Le Blanc, who both looks and sounds like a young Helen Hunt, showed us right from the start that the issue was not that she hates men, but that she loves – and fears losing – the scope of her unfettered life. Astonishingly, she somehow never lets us forget she is balancing her genuine fondness for the handsome and confident Petruchio with the desire to retain her independence, including in many scenes where the text has much less substance.
Not that fidelity to the text was much of an issue in the production. Armagnac’s other main conceptual innovation was setting the play right in the very California vineyard where it was being performed, which succeeded in incorporating the beautiful natural setting and led to some very clever moments. (A servant summoning Kate just stuck her head out a second story window and bellowed into the field, from which a grumbling Kate emerged with pruning implements still in hand.)
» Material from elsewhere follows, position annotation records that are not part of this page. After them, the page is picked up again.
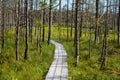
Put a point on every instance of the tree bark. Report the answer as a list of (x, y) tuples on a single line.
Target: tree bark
[(44, 20), (119, 25), (50, 22), (59, 21), (17, 33), (26, 31), (97, 29), (77, 33)]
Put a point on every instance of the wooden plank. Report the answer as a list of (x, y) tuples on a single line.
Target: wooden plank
[(59, 67)]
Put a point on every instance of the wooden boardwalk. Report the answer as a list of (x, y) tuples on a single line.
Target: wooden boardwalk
[(59, 67)]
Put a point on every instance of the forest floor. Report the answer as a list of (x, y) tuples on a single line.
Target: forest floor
[(37, 66), (59, 67), (89, 68)]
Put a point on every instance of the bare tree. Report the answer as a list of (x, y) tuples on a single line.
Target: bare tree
[(59, 20), (50, 22), (26, 31), (3, 24), (77, 32), (119, 25), (17, 28), (104, 51), (97, 28)]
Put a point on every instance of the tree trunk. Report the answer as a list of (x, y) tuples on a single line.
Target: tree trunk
[(67, 20), (3, 24), (119, 25), (59, 20), (72, 17), (50, 22), (26, 31), (17, 33), (104, 54), (97, 29), (44, 20), (76, 33), (31, 19)]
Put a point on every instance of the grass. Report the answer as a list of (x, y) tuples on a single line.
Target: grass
[(89, 69), (35, 68)]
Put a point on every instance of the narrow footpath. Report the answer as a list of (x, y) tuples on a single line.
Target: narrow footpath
[(59, 67)]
Less successfully, it also meant that all references to Padua were changed to Livermore, Pisa to New York, and from there the floodgates were opened. Horses became jeeps, servants became soldiers, and actual welcome home speeches from the war were inserted into the play. Although resetting the play into a period of rapid, and unsettled, social transformation (not unlike our own) was revelatory, the text was shoehorned into its new shape, and where it would not stretch to fit, just changed wholesale. In previews, many of the biggest laughs from the audience were not at the play’s humor, but at the incongruity of the very unShakespearean inserted material.
The best moments in the production came not from alteration, but from honest delivery of the plot in its new context. Patrick Moore, who already gave one outstanding performance this summer, portraying a loving father in The Liar (the repertory’s other production) delivered again here. As Baptista, he desperately tries to balance the happiness of both his daughters. He is quite moving during Kate’s wedding scene fearing that he’s made a mistake by hastily accepting the mad-seeming Petruchio as her husband to clear the way for Bianca. Rebecca Pingree, another terrific performer cast in both productions, played the minor role of the widow that a suitor must settle for when a rival outmaneuvers him for Kate’s younger sister, Bianca. Pingree brought illuminating gravity to the play’s final scene by playing the widow not as the typical doddering old woman, but as a young girl whose husband was lost in the war.
At least in its final preview, this was a production with an admirable aim that exceeded its grasp. However, with excellent and deeply felt performances from its leads, as well as from the afore-mentioned Pingree and Moore, it still managed to speak to contemporary concerns: it showed us two people negotiating a new kind of relationship in the absence of societal models for doing so. That is a lot to wring out of Shrew.
The production would have been stronger if it had remained faithful to this more serious reading throughout, but the subplots were less carefully considered, and overstuffed with tacked on lazzi. Genuinely successful comic moments were, however, provided by Brian Herndon as an Ensign Pulver-like Tranio, and Jeremy Tribe-Gallardo (an intern with a big future coming) as the funniest Grumio I’ve ever seen.